On Mon, Apr 14, 2003 at 06:17:09PM -0400, David R. Karger wrote:
>    The main problem that I have with this approach is that I don't consider
>    two files to be the same just because they happen to have the same 
>    content.  Likewise two facts.
> 
> If by file you mean a specific arrangement of magnetic particles on a
> specific disk drive, I agree with you.  But I also think it valuable
> to envision a unique, platonic ideal of a certain bit sequence (and it
> is that I want to associate with an MD5).  A lot of the assertions
> that people make about a file are, I think, actually about those
> platonic bits.  "These bits were written by David" (and ditto for much
> else of the dublin core), "These bits are 100 bytes long" and "these
> bits are currently stored at http://foo".
> 

Actually by file I mean an entry in a directory structure, on an 
operating system which maintains directory structures.  

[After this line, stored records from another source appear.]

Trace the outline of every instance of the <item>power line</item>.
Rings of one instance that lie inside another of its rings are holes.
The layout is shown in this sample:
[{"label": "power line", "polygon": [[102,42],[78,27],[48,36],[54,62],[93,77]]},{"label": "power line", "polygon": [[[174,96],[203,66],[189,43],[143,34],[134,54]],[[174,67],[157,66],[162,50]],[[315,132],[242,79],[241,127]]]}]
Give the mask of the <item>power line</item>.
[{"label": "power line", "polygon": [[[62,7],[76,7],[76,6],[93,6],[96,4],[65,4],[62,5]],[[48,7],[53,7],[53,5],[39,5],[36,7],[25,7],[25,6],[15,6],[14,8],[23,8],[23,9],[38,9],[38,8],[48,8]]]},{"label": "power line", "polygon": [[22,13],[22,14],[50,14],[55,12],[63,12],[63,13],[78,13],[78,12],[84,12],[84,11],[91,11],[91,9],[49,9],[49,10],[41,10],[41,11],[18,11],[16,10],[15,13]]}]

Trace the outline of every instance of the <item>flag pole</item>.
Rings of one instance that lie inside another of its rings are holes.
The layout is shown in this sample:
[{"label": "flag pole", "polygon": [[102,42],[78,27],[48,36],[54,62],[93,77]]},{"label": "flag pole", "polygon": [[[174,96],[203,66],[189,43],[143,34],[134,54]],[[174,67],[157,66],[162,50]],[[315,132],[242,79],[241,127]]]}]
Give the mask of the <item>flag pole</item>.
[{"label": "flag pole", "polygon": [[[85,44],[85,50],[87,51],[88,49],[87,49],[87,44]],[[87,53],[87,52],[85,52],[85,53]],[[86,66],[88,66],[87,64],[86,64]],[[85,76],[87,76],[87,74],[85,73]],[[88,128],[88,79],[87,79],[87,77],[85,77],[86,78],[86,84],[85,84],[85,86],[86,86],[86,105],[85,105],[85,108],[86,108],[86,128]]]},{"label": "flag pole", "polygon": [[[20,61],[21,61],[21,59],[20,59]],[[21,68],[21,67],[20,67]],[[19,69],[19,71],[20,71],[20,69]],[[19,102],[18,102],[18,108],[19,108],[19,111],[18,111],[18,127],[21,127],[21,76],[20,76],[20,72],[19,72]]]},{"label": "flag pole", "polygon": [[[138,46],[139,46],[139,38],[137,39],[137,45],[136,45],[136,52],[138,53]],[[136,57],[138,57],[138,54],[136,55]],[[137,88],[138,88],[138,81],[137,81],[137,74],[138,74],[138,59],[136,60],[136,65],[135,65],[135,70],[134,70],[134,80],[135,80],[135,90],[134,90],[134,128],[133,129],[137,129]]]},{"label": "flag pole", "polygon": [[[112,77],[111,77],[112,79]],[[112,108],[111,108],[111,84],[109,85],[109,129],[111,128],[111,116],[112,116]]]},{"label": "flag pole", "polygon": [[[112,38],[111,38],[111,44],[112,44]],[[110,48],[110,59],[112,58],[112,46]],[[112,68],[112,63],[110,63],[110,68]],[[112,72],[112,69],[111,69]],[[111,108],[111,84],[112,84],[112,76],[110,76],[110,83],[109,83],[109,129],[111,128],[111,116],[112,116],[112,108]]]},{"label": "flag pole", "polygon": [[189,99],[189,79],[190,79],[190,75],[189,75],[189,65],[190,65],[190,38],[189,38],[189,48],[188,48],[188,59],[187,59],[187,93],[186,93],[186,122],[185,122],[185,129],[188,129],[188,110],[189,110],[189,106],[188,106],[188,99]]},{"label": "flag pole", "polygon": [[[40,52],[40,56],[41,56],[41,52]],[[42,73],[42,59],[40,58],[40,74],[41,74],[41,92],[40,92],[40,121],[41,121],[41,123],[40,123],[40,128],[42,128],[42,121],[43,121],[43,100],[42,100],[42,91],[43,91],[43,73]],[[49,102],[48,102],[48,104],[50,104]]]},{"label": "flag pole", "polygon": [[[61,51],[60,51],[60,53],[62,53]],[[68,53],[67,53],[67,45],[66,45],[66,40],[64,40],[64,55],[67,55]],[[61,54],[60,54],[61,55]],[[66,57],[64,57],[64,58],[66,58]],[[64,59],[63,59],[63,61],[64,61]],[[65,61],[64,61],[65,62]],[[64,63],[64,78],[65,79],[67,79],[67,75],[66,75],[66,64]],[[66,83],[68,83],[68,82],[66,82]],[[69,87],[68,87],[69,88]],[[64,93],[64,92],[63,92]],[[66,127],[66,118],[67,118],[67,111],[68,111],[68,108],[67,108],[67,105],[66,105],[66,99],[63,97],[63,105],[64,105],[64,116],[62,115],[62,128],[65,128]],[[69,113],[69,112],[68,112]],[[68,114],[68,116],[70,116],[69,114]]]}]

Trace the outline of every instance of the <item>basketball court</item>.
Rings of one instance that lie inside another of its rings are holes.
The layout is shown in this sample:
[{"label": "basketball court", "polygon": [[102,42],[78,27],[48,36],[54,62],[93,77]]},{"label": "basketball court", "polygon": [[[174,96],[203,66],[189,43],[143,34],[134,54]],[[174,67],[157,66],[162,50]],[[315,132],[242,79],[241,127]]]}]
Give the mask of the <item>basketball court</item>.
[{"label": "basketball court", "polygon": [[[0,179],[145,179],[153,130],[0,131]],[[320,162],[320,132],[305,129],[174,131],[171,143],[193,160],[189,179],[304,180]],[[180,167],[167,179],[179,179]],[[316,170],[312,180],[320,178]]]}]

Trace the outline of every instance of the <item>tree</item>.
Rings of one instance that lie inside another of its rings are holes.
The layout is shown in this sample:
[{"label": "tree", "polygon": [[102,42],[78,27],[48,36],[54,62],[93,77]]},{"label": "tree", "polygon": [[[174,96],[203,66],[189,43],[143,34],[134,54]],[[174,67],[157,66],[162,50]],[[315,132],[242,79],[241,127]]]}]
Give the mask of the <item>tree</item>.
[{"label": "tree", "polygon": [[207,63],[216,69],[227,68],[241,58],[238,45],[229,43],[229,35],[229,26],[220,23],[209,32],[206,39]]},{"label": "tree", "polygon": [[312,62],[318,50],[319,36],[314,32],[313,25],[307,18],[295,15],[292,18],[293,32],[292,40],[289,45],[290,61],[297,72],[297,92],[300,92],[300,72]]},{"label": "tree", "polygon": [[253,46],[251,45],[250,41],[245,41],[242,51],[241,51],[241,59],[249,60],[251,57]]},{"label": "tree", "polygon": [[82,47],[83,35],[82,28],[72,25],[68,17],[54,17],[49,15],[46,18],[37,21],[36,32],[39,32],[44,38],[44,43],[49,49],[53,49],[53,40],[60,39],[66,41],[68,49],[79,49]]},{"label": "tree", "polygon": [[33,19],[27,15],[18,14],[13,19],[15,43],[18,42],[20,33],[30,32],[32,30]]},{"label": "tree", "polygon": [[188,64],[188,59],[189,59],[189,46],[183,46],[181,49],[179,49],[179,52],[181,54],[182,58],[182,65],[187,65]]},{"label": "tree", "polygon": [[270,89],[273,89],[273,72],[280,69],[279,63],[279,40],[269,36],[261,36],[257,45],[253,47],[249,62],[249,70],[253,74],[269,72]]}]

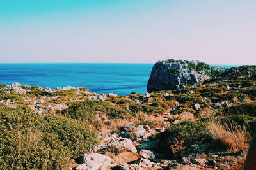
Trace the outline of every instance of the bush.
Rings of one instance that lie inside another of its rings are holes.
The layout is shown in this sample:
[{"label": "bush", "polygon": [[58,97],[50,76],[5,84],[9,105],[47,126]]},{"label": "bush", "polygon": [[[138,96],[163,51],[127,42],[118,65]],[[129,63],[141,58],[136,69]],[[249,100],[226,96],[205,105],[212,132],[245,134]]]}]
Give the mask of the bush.
[{"label": "bush", "polygon": [[61,113],[68,117],[92,124],[95,127],[100,125],[95,117],[96,113],[104,113],[109,118],[120,118],[129,114],[124,109],[93,100],[72,103],[69,108]]},{"label": "bush", "polygon": [[64,169],[70,158],[88,152],[95,132],[60,116],[0,106],[0,169]]},{"label": "bush", "polygon": [[247,103],[244,104],[239,104],[230,107],[227,107],[223,110],[225,115],[247,115],[250,116],[256,116],[256,103]]},{"label": "bush", "polygon": [[[168,151],[171,157],[178,155],[173,153],[173,147],[189,147],[196,143],[209,143],[212,137],[207,128],[207,124],[202,122],[186,121],[170,125],[163,134],[164,150]],[[182,143],[182,146],[180,146]],[[181,152],[180,150],[179,152]]]}]

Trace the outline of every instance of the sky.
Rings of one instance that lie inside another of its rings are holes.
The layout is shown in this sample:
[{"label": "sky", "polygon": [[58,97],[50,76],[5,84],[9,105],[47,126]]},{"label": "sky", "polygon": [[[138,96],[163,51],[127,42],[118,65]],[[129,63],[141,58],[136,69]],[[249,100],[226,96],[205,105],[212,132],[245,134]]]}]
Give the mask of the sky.
[{"label": "sky", "polygon": [[0,0],[0,62],[256,64],[255,0]]}]

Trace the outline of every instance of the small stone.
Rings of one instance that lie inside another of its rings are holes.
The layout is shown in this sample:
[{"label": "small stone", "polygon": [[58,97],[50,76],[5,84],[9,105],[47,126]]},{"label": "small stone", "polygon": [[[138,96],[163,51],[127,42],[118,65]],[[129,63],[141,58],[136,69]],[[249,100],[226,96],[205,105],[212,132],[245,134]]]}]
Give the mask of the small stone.
[{"label": "small stone", "polygon": [[198,103],[195,104],[194,107],[196,109],[196,110],[198,110],[201,108],[200,105]]},{"label": "small stone", "polygon": [[194,159],[194,162],[199,165],[204,165],[207,162],[205,158],[196,158]]},{"label": "small stone", "polygon": [[139,155],[143,158],[150,160],[155,159],[155,155],[153,153],[153,152],[148,150],[141,150],[140,151]]},{"label": "small stone", "polygon": [[145,94],[145,97],[150,97],[150,93],[146,93]]}]

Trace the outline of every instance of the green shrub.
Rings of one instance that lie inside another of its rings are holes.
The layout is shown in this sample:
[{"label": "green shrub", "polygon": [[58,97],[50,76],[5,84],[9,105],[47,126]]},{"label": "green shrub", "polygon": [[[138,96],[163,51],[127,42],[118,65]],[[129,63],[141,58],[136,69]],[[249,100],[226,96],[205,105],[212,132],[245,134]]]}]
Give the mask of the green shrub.
[{"label": "green shrub", "polygon": [[0,131],[1,169],[65,169],[97,142],[96,133],[74,120],[6,106]]},{"label": "green shrub", "polygon": [[[171,125],[163,136],[163,150],[171,157],[179,155],[171,148],[182,144],[182,147],[189,147],[196,143],[210,143],[212,139],[207,128],[207,124],[202,122],[185,121],[176,125]],[[180,152],[181,150],[179,150]]]},{"label": "green shrub", "polygon": [[221,124],[227,124],[229,127],[232,127],[234,125],[245,127],[251,136],[253,134],[256,127],[256,117],[243,114],[217,117],[216,120]]},{"label": "green shrub", "polygon": [[61,113],[68,117],[91,123],[95,127],[100,125],[95,117],[96,113],[104,113],[109,118],[120,118],[129,114],[124,109],[93,100],[72,103],[69,108]]},{"label": "green shrub", "polygon": [[256,103],[246,103],[227,107],[223,112],[225,115],[243,114],[256,117]]}]

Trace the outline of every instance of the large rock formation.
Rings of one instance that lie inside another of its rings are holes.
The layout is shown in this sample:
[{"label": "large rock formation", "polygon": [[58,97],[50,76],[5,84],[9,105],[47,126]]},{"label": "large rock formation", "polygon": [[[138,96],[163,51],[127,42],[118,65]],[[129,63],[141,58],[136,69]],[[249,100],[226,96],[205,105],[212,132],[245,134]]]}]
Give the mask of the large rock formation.
[{"label": "large rock formation", "polygon": [[152,69],[148,92],[181,89],[188,85],[198,85],[205,80],[218,76],[223,70],[200,61],[173,59],[158,61]]}]

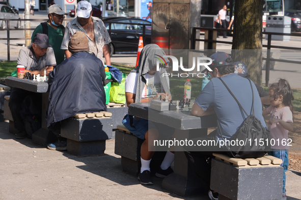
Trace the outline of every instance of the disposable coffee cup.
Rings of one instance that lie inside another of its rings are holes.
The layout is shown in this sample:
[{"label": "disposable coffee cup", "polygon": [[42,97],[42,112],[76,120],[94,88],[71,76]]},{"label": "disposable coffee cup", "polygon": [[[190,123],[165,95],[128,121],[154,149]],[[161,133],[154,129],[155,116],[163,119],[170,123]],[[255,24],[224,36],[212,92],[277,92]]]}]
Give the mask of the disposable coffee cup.
[{"label": "disposable coffee cup", "polygon": [[22,79],[24,77],[24,70],[25,70],[24,66],[17,66],[17,77],[20,79]]}]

> I feel the same way about statements (I'm not going to try to define
> facts).  An "a R b" statement is unique.  If two people make the same
> "a R b" statement then that is exactly what happened: they asserted
> the SAME statement.

Just because the content of the statement is identical doesn't mean that
you can validly collapse all of the statements with that content to a 
single instance.  The content will remain identical even if there are
multiple instances, but the address distinction between the statements
will be lost if the instances are collapsed.  Neccessarily therefor, 
collapsed statements represent a loss of information.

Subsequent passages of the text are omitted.